1. A collection department that collects tax information, The reception area where user information is entered, An analysis unit that analyzes the information collected by the collection unit and the reception unit, Based on the analysis results obtained by the aforementioned analysis unit, a proposal unit proposes tax-saving measures. The system includes a reminder unit that sends reminders based on the tax-saving measures proposed by the proposal unit. A system characterized by the following features.

2. The aforementioned analysis unit, We analyze the collected tax information and the user's economic situation. The system according to feature 1.

3. The aforementioned proposal section is, We propose tax-saving strategies such as medical expense deductions, hometown tax donations, and loss offsetting. The system according to feature 1.

4. The reminder unit is, We instantly collect information on tax law changes and send reminders to users to file their tax returns or take tax-saving measures. The system according to feature 1.

5. The aforementioned proposal section is, This involves determining whether or not a tax return is required, accounting for expenses, and calculating the estimated tax amount. The system according to feature 1.
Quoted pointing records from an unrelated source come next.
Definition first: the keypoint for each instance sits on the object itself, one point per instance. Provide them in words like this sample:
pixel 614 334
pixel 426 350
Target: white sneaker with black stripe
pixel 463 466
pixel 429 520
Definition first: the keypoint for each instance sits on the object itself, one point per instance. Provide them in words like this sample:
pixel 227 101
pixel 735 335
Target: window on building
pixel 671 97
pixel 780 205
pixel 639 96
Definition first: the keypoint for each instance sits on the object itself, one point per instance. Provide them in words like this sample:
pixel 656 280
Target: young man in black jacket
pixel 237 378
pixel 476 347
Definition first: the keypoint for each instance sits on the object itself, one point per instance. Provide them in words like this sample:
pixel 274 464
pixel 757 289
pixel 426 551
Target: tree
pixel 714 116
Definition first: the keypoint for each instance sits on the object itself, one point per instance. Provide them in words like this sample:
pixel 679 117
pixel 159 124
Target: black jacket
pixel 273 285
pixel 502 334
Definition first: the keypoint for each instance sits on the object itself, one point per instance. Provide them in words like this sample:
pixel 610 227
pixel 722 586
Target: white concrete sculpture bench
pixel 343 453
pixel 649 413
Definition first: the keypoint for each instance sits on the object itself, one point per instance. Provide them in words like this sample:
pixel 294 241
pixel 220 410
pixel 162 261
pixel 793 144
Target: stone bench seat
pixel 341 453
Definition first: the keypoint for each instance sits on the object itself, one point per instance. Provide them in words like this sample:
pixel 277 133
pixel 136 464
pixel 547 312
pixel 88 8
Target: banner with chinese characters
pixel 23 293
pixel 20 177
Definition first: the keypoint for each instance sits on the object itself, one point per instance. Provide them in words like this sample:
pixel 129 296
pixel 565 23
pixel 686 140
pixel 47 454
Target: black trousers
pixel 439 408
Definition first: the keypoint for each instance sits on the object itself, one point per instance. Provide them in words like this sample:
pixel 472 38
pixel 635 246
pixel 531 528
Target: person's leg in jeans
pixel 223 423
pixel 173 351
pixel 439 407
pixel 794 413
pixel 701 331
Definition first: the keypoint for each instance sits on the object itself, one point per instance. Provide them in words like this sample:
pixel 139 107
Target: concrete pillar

6. The reminder unit is, Send a reminder to users to implement tax-saving strategies based on the latest tax laws. The system according to feature 1.

7. The aforementioned collection unit is The system estimates user sentiment and adjusts the timing of tax information collection based on the estimated user sentiment. The system according to feature 1.

8. The aforementioned collection unit is We improve the accuracy of data collection by referring to past tax law change history. The system according to feature 1.

9. The aforementioned collection unit is Prioritize the collection of tax information specific to particular industries and regions. The system according to feature 1.

10. The aforementioned collection unit is It estimates user sentiment and determines the priority of tax information to collect based on the estimated user sentiment. The system according to feature 1.